I solved this little dilemma by making a menu. At first, I made monthly ones, then semi-weekly ones and now I'm down to weekly. Mostly because I find them the easiest to do. We are also members of a local farmer's co op that delivers weekly and I never really know what I'm getting until I get it. Kind of like a grab bag of yummy stuff.
I love to cook. But I'm not up for it every night. When you're the parent of a toddler, aka ball of fire, you don't get a whole lot of time to cook. When I do get time I take full advantage of it. I cook double, triple, sometimes quadruple batches and freeze the extras in dinner sized portions. On the nights I can't find it in me to cook, I break out a frozen dinner, throw together a salad or a side and call it done.

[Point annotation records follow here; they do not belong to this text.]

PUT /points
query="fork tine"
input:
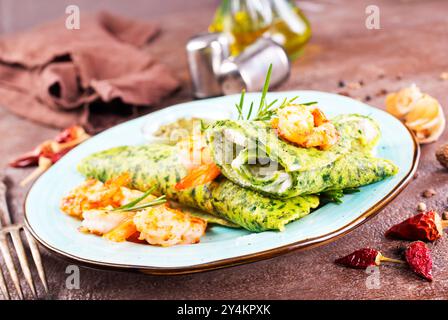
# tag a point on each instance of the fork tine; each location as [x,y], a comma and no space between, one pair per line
[10,265]
[37,259]
[4,287]
[21,254]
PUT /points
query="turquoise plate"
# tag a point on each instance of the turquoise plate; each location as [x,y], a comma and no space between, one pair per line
[221,246]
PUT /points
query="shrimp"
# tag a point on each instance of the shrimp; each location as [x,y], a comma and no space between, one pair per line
[195,156]
[100,222]
[93,194]
[165,226]
[305,126]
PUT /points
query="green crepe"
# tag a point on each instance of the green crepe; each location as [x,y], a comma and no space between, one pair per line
[158,165]
[250,154]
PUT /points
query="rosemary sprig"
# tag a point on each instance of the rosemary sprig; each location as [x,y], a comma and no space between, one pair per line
[157,201]
[135,201]
[265,110]
[239,106]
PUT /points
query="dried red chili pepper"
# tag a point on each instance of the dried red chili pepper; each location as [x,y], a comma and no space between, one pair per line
[50,151]
[363,258]
[419,259]
[426,226]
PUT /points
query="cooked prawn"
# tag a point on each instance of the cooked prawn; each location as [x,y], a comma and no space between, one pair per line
[305,126]
[100,222]
[93,194]
[165,226]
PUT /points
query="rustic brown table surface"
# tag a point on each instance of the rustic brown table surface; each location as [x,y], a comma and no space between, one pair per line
[411,46]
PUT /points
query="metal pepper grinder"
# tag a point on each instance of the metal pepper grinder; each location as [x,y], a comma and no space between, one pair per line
[214,72]
[205,53]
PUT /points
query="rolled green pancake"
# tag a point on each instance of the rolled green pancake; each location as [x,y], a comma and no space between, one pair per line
[250,154]
[159,166]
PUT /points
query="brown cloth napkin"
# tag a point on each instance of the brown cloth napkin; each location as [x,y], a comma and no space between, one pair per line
[60,77]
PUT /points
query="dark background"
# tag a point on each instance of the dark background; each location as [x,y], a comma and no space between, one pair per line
[411,46]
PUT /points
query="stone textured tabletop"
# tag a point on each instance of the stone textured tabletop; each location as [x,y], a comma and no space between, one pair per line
[411,46]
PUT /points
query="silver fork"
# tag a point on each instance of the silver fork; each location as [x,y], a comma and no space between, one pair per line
[14,232]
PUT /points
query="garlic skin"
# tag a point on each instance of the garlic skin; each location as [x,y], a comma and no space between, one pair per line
[420,112]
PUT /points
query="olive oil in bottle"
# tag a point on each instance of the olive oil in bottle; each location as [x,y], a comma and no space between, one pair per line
[244,21]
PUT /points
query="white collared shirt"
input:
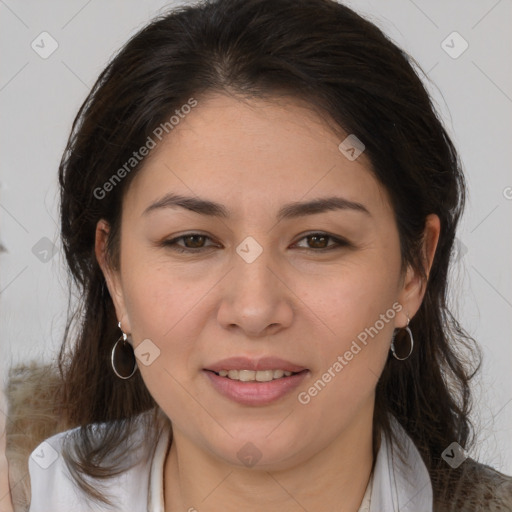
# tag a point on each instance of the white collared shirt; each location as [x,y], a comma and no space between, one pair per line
[393,486]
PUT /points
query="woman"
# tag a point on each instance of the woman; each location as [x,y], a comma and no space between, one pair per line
[258,206]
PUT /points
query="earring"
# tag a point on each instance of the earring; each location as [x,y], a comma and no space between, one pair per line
[123,359]
[411,340]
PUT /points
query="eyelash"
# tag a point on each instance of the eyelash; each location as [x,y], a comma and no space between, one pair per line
[339,243]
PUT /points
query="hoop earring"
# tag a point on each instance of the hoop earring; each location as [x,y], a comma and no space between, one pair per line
[411,340]
[123,357]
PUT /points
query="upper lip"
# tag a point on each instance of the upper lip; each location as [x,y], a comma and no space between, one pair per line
[246,363]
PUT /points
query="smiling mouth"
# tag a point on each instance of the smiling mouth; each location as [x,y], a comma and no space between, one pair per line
[255,376]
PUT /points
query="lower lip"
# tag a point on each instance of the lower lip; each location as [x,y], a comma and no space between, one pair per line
[255,393]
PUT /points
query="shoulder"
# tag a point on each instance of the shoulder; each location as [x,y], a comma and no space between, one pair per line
[475,487]
[54,487]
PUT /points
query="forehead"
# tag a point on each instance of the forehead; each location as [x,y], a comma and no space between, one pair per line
[253,153]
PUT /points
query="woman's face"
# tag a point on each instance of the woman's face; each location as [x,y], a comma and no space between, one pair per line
[266,280]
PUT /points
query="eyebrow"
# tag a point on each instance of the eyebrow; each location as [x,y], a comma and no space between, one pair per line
[288,211]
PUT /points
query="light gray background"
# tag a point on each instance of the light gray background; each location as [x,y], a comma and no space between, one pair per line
[39,99]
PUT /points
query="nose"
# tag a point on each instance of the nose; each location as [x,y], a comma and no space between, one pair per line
[256,298]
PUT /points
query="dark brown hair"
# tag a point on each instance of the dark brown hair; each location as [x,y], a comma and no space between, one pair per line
[344,66]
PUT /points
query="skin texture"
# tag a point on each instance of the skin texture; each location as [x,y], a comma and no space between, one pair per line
[307,307]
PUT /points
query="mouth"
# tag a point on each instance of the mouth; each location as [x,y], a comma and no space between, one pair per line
[254,388]
[255,376]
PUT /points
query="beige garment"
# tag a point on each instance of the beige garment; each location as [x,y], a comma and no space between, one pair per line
[5,494]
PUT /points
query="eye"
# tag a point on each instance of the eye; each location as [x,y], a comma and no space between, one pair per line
[319,240]
[193,242]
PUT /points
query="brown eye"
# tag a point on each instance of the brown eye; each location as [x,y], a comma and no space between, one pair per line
[319,242]
[192,242]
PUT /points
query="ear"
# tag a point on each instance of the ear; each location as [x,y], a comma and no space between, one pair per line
[112,276]
[414,285]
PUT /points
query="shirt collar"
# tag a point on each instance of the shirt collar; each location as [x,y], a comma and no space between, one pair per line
[394,486]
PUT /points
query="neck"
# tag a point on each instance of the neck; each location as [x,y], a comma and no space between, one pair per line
[333,479]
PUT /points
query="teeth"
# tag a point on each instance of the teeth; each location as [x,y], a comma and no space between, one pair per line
[251,375]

Not all of my recipes are freezable but are easy, inexpensive and quick to prepare, but most of all delicious.

Frozen Pizza For Those About to Rock



Lives today are so chocked full of work, school activities and sport practices that sometimes the only option to fast food is frozen pizza. Frozen pizzas that don't taste like the box they come in are expensive and are still loaded with preservatives and hard to pronounce ingredients. My solution to this is to make my own. Its really not hard or time consuming, really.
Freezer Pizza (enough for two crusts)
3/4 cup warm water
2 T olive oil
2 c flour
1 t sugar
1/2 t salt
2 t bread machine yeast
Place ingredients in listed order in your bread machine and set for dough. Let it do its thing.
Now, lets contemplate toppings. I've used just about everything but the Chinese leftovers for this. Sausage, chicken, shrimp, ground beef, pepperoni, cheese and sauce. I usually use spaghetti sauce, most pizza sauces are too sweet for me. Veggies are a little more complicated. Onions get stronger when frozen, mushrooms get mushy, black olives, tomatoes and peppers don't freeze well either; however, there is a solution. Fresh veggies can be put on the pizza before popping it in the oven, just sprinkle a little extra cheese over them. I also wait until I'm ready to bake before sprinkling on seasonings such as basil, oregano, garlic and thyme, as herbs can turn bitter when frozen.
When the bread machine has done its duty, lightly flour your work surface. Pour out the dough and divide in half. Roll out.
Preheat your oven to 350 with a pizza stone in it. Use your fingers to press down the crust leaving the edges and giving that dough cute little dimples.
You don't have to prebake the crust but I find that it makes it crispier.
The secret to keeping the crust from getting soggy is in the order of the toppings. For this pizza, add the cheese first. The cheese keeps the sauce from soaking into the crust. Cheese then sauce then meat toppings, if you aren't going to freeze it the veggies can be added now, covered with a little more cheese then baked until the cheese is all melty and looks like this...
If you can hold the temptation off long enough to freeze there is no need to bake. Add your cheese, sauce and meat to the crust. Lay flat and freeze. Do not wrap before freezing otherwise your toppings will stick to the foil. Once frozen solid, remove, wrap in foil then in an airtight bag. You might want to make sure your pizzas will fit into the bags first.
To reheat the frozen pie there isn't even a need to defrost. After adding any veggies, pop it on a pizza stone in a 350 degree preheated oven until the cheese is melted.